Insiste-se em afirmar que estaria a defesa pecando pelo “culpar a vítima”, como se isso justificasse a absoluta derrocada do mínimo de civilidade pela autoridade judicial. Pois bem, mesmo admitindo que a linha de perguntas seguisse esse caminho – o que, diga-se, é premissa admitida no estudo da vitimologia e da dinâmica de determinados crimes –, nada, absolutamente nada, autoriza o juiz a se transformar no promotor irado, confundindo o papel de quem deve garantir a imparcialidade com o exercício apaixonado da defesa de determinada parte. No modelo brasileiro, o processo penal é acusatório. O magistrado é a instância de equilíbrio, não o acusador informal. A ele cabe zelar pela paridade de armas, pacificar o ambiente da audiência, jamais potencializar o clima de hostilidade.
À defesa, é assegurado o direito – e até mesmo o dever – de questionar circunstâncias pertinentes à apuração, inclusive no tocante à conduta da vítima, quando elementos objetivos podem influenciar na compreensão dos fatos. Se a testemunha estava ou não embriagada, se seus atos contribuíram ou não para o desfecho do episódio, são questões legítimas, inclusive do ponto de vista da literatura processual e criminal. O juiz pode, sim, indeferir perguntas, mas deve fazê-lo de modo motivado, cortês e absolutamente imparcial. Jamais aos gritos ou em tom humilhante, ou hostil, de sorte a transformar o exercício da defesa em penoso martírio. Isso viola frontalmente o Código de Ética da Magistratura, que exige que juízes pautem suas condutas pela dignidade, cortesia e respeito.
Buscar apresentar a explosão emocional do magistrado como gesto nobre de proteção às vítimas não convence, nem ética, nem juridicamente. Magistrados não são fiscais de humanidade seletiva. Não são chamados a sentir as dores de uma só parte, mas a garantir que o processo seja construído em bases sólidas, abertas e livres de paixões. O papel do juiz, sob pena de trair a própria jurisdição, não é o de justiceiro, mas de mediador imparcial
E se invertermos a régua? Com que moral o surfista juiz exige dos advogados compostura exemplar se não consegue, ele próprio, conter sua ansiedade e sua insensibilidade? Seria justo submetê-lo ao mesmo tratamento que dispensa a outrem – gritos, menosprezo, humilhações públicas? Certamente não. O Direito brasileiro veda a justiça feita a gritos; veda ao magistrado qualquer exteriorização de emoções que comprometam o devido processo legal e o respeito mútuo entre todos os agentes do processo.

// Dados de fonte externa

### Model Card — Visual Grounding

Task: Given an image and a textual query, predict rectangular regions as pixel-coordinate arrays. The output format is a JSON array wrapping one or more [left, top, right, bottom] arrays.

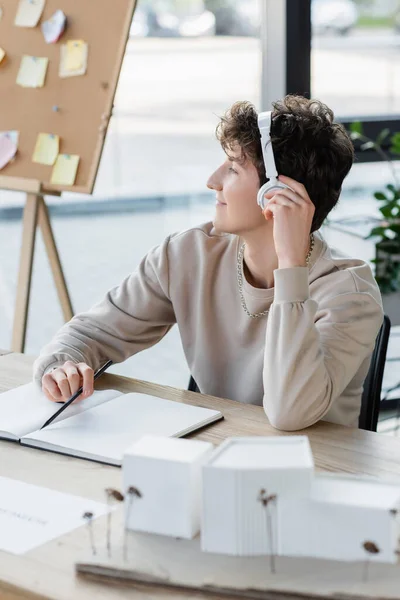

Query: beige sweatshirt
[[34, 223, 383, 431]]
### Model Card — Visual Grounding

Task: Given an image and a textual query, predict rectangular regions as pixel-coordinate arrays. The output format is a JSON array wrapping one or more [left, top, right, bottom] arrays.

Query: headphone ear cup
[[257, 180, 290, 210]]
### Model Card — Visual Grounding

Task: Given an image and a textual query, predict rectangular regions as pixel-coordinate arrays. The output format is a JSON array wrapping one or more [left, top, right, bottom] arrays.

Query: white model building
[[278, 474, 400, 563], [201, 436, 314, 556], [122, 435, 213, 539]]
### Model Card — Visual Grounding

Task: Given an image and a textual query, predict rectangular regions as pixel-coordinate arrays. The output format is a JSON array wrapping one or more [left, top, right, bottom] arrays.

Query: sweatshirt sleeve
[[33, 238, 175, 385], [263, 267, 383, 431]]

Portanto, não se trata de feminismo exagerado, de tachar heróis como bandidos, ou de recortes descontextualizados. Trata-se, sim, de reafirmar o princípio basilar de todo o sistema judicial – respeito é inegociável – e à toga não é dada a prerrogativa de violá-lo sob nenhuma justificativa, seja em nome de vítimas, seja em nome do direito. Neste episódio, a indignação coletiva não nasce do método da defesa ou de argumentos processuais, mas na forma reiterada, descabida e autoritária com que um magistrado tem tratado aqueles que buscam na Justiça o palco para o contraditório e a ampla defesa.
Num Estado de Direito maduro, não se tolera tirania de nenhum dos lados, ainda que disfarçada de “zelo humanitário”. Ou aprendemos de vez que todos ali são iguais – e que a urbanidade é a primeira garantia – ou estamos apenas substituindo antigas arbitrariedades por novos rostos togados e nervosos.
Eis, então, a lição que fica, não do vídeo, mas de tudo o que ele representa: é preciso julgar com a mesma pedra com que seremos julgados. Se o critério for a gritaria, a falta de empatia e a truculência, não sobreviverá nenhum sentido digno à Justiça. Justiça que, afinal, não grita – apenas convence pelo exemplo e pela razão.